その途中、この湧き水で喉を潤していたことから、息つぎの水と呼ばれるようになったそうだ。ひしゃくも置いてあったが、水を持参しているので通り過ぎる。
崖っぷちに建っている地蔵堂を右に眺め、左カーブを登ると、崖側に背比べ石と書かれた石が置かれている。
牛若丸が奥州平泉の藤原秀衡を頼って鞍馬寺を去るとき、この石と背比べをして名残を惜しんだという伝承があるそうだ。
事実なら、牛若丸はかなり小さい。それとも岩が風化して小さくなったのか、参拝者が縁起を担いで削り取ったため小さくなったのか。伝承は、あまり詮索しない方がロマンになるようだ。
左手が小高くなっていて、登ると根っこが地表面に露出した「木の根道」という珍しい光景が現れる(写真)。まるでハリー・ポッターの映画のように、いまにも根っこが襲いかかってきそうに見える。

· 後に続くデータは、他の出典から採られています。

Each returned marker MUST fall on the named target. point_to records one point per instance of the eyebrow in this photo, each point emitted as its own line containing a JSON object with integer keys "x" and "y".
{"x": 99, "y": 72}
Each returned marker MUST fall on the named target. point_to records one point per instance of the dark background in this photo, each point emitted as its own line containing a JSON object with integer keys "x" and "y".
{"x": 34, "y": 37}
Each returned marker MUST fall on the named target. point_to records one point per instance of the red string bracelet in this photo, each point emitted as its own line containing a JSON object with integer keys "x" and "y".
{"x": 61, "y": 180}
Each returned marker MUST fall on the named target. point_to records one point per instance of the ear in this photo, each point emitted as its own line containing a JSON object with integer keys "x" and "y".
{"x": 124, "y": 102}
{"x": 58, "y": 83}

山道を歩いていると、ときどき木の根っこが地表に飛び出していることがあるが、それはたまたまであって、ここは、ここに根付いているすべての木の根っこが露出しているのである。
説明によると、このあたりの地盤である砂岩がマグマによって硬化したため地中に根を伸ばすことができず、地表に根を伸ばしたためだそうだ。

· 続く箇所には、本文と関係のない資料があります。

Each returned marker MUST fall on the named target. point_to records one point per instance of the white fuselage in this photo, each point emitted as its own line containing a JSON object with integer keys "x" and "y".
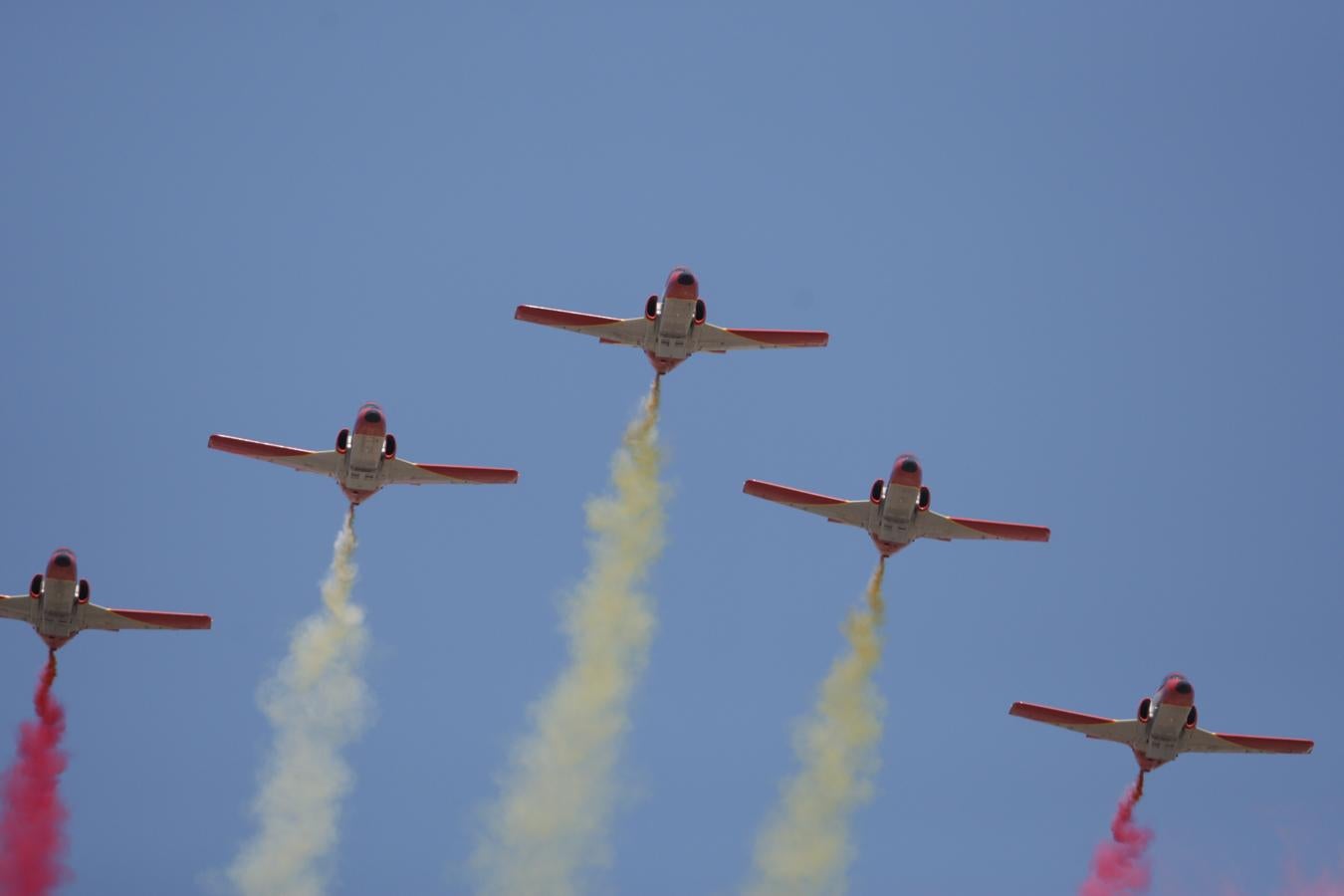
{"x": 894, "y": 519}
{"x": 57, "y": 608}
{"x": 671, "y": 334}
{"x": 1164, "y": 731}
{"x": 363, "y": 468}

ほとんどが杉で、根っこが地表に伸びていても立派に成長している。自然の生命力の旺盛さに感服する。木の根っこを踏まないように一回りして、山道に戻る。
このあたりから山道は下りになる。木の根道の杉もみごとに育っていたが、山道の杉も大きく育っている。樹齢が1000年に及ぶ杉もあるそうで、とりわけ護法魔王尊影向の杉と名づけられた大木は参拝者の崇敬を集め、大杉権現社が建てられた。
残念ながらその大木は台風が通過したとき倒れてしまったそうだが、霊力のみなぎった大杉がたくさん息づいていて、このあたりで瞑想にふける人が多いそうだ。
山道の大杉は延々と続く。杉の霊力に後押しされながら、下りのせいか?、歩きが楽なった。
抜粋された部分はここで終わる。